2. When prompted, enter the required information (source folder, destination folder, and sample size).
3. The script will create 'train' and 'val' subfolders in your destination folder and populate them with the sampled images.

## Step 1: Import required libraries

This cell imports the necessary Python libraries for our script.

In [None]:
import os
import random
import shutil
from tqdm import tqdm

## Step 2: Define the image sampling function

This function will:
1. Scan the source folder for images
2. Randomly sample the specified number of images
3. Split the sampled images into train (90%) and validation (10%) sets
4. Copy the images to the respective folders

In [None]:
def sample_images(source_folder, destination_folder, sample_size):
    # Ensure the destination folders exist
    train_folder = os.path.join(destination_folder, 'train')
    val_folder = os.path.join(destination_folder, 'val')
    os.makedirs(train_folder, exist_ok=True)
    os.makedirs(val_folder, exist_ok=True)

    # List all image files in the source folder and its subfolders
    all_images = []
    for root, _, files in tqdm(os.walk(source_folder), desc="Scanning folders"):
        all_images.extend([os.path.join(root, file) for file in files if file.lower().endswith(('.png', '.jpg', '.jpeg'))])

    # Shuffle the list of images to ensure randomness
    random.shuffle(all_images)

    # Check if the sample size is larger than the number of available images
    if sample_size > len(all_images):
        raise ValueError(f"Sample size ({sample_size}) is larger than the number of available images ({len(all_images)})")

    # Randomly sample the images
    sampled_images = random.sample(all_images, sample_size)

    # Calculate the split
    train_size = int(0.9 * sample_size)
    train_images = sampled_images[:train_size]
    val_images = sampled_images[train_size:]

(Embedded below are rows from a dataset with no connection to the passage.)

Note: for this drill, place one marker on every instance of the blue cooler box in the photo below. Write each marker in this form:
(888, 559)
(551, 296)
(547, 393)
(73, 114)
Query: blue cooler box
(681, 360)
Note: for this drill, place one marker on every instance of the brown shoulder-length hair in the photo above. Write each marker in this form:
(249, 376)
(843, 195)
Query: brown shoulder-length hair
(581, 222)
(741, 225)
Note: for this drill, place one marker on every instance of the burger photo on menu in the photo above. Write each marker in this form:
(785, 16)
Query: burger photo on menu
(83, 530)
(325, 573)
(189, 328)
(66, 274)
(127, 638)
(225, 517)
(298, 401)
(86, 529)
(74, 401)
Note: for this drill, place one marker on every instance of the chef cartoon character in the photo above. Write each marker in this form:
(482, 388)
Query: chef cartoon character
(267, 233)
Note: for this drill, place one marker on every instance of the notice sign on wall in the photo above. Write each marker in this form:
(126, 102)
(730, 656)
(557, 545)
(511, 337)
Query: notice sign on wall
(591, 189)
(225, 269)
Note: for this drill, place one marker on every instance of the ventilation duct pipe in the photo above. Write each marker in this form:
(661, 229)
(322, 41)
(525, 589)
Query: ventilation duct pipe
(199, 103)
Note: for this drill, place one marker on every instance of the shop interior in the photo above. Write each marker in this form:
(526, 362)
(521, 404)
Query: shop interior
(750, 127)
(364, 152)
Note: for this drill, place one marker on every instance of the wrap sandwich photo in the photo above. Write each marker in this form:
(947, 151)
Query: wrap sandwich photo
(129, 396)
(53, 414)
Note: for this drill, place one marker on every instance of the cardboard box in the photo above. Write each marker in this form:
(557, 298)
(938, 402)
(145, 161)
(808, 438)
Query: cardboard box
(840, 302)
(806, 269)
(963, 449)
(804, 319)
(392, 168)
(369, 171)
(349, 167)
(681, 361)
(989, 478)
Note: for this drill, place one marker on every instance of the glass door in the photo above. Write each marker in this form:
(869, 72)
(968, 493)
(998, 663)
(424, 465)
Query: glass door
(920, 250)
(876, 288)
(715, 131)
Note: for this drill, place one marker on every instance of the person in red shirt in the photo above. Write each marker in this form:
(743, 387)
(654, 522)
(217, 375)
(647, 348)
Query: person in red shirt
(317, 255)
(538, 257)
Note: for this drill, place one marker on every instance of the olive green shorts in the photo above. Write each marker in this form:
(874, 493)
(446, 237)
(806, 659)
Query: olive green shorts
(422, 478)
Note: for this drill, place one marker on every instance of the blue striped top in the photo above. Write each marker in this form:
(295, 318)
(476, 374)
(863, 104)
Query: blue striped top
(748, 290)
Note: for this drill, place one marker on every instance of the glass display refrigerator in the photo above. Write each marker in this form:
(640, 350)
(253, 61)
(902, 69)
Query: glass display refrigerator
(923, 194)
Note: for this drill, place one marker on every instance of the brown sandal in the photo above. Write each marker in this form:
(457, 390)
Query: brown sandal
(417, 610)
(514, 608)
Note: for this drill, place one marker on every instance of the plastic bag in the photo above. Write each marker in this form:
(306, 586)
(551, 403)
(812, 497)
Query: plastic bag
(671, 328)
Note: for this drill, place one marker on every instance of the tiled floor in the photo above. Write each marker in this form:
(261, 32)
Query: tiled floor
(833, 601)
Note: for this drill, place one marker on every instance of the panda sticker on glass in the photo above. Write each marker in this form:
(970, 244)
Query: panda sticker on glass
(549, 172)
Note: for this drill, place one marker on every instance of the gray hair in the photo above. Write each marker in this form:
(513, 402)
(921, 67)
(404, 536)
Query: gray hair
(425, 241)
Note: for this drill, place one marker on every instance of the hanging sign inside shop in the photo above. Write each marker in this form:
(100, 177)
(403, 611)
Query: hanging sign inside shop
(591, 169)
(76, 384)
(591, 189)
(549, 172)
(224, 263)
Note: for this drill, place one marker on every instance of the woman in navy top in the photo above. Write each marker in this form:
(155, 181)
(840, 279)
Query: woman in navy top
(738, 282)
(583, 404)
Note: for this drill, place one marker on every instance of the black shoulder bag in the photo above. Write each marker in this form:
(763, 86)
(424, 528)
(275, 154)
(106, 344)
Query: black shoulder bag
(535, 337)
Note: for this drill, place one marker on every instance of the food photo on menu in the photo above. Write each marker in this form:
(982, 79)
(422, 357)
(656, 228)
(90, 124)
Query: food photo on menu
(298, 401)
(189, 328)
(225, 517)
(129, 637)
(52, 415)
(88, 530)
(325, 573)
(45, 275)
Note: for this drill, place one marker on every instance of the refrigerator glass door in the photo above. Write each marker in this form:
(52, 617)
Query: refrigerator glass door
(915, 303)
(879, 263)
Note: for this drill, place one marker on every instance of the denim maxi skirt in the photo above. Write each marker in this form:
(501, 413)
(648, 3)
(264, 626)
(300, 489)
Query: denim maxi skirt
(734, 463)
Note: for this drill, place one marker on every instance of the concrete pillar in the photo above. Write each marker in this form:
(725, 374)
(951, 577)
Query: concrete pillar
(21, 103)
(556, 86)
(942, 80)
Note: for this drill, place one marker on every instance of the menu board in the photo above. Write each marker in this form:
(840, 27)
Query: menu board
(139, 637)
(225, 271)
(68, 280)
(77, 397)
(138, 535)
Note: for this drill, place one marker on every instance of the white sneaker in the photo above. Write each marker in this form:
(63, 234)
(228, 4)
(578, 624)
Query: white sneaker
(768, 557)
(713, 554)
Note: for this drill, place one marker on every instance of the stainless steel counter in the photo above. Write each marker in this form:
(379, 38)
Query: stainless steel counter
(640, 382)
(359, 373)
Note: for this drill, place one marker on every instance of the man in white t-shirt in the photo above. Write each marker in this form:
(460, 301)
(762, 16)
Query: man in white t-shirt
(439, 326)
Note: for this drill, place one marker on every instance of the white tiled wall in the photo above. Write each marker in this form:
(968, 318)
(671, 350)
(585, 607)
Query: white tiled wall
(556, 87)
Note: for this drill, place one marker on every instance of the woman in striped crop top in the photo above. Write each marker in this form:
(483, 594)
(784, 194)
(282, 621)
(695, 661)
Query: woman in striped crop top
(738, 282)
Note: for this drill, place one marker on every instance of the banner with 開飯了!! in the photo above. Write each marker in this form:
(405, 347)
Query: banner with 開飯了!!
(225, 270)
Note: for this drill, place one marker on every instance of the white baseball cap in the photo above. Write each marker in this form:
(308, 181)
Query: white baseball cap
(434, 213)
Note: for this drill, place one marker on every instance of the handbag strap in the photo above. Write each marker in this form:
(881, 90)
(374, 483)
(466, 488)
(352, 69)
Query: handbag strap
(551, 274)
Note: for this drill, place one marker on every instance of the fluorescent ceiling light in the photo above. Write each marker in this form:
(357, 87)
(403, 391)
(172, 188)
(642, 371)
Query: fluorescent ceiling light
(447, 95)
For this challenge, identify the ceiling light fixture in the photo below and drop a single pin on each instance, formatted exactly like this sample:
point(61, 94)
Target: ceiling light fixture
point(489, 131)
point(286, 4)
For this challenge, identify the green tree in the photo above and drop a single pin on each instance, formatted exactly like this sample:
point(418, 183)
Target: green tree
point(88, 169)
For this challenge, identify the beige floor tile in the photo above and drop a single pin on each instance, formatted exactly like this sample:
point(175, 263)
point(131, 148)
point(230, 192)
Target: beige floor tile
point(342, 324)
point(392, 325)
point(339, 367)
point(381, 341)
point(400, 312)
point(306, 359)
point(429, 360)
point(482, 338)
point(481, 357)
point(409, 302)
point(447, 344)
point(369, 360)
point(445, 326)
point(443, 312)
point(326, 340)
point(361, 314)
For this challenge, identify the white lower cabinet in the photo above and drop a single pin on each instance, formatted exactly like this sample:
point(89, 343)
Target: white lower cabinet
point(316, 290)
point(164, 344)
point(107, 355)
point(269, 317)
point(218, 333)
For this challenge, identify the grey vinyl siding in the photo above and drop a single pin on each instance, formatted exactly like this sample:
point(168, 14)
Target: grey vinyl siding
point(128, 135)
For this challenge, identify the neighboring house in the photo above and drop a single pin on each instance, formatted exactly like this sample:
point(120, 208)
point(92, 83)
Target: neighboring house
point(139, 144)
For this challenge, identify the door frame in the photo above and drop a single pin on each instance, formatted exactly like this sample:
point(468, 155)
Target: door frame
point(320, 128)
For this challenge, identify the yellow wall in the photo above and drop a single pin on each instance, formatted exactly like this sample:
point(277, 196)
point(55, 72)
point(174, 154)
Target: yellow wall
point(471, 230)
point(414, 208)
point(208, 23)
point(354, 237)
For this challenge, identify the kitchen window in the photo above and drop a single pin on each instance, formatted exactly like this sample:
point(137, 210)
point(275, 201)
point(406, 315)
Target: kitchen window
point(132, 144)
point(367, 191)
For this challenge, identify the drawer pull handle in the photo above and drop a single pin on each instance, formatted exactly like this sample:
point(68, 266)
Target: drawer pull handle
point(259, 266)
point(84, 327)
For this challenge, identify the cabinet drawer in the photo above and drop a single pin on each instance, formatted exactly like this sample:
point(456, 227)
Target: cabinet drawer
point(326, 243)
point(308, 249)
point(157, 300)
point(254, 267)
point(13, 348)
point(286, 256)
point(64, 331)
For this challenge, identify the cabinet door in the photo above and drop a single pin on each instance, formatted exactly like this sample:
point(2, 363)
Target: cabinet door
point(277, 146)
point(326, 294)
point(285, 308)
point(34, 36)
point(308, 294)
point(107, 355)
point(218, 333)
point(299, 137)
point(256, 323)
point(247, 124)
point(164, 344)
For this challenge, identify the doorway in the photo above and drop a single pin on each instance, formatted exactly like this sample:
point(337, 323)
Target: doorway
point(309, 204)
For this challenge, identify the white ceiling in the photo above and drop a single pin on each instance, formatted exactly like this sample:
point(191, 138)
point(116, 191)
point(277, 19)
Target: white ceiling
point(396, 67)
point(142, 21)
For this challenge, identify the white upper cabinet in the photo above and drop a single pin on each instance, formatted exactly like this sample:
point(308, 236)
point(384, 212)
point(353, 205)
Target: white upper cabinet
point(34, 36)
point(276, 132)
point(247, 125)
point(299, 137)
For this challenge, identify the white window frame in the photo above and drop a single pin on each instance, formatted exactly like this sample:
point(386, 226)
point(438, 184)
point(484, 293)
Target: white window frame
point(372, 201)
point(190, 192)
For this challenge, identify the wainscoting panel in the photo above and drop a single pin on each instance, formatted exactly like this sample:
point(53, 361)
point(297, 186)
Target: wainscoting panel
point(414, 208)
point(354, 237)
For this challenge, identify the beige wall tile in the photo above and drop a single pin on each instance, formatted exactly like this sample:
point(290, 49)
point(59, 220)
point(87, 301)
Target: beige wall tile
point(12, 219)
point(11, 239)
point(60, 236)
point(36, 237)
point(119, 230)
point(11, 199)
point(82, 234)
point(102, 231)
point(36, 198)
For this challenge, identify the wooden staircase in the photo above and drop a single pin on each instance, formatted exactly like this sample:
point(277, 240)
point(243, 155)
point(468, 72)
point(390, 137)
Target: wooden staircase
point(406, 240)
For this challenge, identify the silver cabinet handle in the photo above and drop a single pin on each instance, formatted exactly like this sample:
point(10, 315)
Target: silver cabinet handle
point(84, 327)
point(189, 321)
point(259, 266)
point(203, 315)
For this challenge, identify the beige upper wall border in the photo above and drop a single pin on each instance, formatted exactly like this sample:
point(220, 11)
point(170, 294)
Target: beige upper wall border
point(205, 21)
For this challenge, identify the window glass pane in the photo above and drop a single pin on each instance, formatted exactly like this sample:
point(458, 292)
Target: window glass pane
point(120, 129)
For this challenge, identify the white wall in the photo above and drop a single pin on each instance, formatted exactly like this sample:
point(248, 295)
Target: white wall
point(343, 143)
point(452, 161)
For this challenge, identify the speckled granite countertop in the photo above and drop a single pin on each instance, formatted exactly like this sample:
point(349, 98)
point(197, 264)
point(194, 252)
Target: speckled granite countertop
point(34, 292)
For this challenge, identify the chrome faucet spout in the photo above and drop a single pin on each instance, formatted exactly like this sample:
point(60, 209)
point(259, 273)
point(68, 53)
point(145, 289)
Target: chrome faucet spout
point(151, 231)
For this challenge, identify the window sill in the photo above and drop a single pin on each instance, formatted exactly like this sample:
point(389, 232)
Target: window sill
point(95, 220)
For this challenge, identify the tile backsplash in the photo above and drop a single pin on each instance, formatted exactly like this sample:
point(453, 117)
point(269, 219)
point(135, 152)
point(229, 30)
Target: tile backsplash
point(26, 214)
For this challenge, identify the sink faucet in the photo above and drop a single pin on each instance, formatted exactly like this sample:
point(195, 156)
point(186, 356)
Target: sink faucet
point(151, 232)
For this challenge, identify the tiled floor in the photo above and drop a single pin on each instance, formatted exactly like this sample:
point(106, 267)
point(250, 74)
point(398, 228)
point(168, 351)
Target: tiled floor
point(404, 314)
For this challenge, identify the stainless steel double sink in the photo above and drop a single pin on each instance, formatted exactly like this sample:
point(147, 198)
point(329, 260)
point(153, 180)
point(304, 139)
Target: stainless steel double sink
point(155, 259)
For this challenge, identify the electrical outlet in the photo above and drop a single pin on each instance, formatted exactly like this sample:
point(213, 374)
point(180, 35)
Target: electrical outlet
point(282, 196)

    # Copy the sampled images to the destination folders
    for img in tqdm(train_images, desc="Copying training images"):
        dst_path = os.path.join(train_folder, os.path.basename(img))
        shutil.copy2(img, dst_path)

    for img in tqdm(val_images, desc="Copying validation images"):
        dst_path = os.path.join(val_folder, os.path.basename(img))
        shutil.copy2(img, dst_path)

    print(f"Copied {len(train_images)} images to the training set")
    print(f"Copied {len(val_images)} images to the validation set")

## Step 3: Get user input

This cell will prompt you to enter the required information:

In [None]:
source_folder = '/downloads'
destination_folder = '/data/images/'
sample_size = 1000

## Step 4: Run the image sampling function

This cell will execute the sampling process based on your input:

In [None]:
try:
    sample_images(source_folder, destination_folder, sample_size)
    print("\nImage sampling completed successfully!")
    print(f"Training images are in: {os.path.join(destination_folder, 'train')}")
    print(f"Validation images are in: {os.path.join(destination_folder, 'val')}")
except Exception as e:
    print(f"An error occurred: {str(e)}")

## Completion

If you've reached this point without any errors, your images have been successfully sampled and split into training and validation sets!

You can find your sampled images in the following locations:
- Training set: `[destination_folder]/train/`
- Validation set: `[destination_folder]/val/`

If you encounter any issues or have questions, please don't hesitate to ask for help.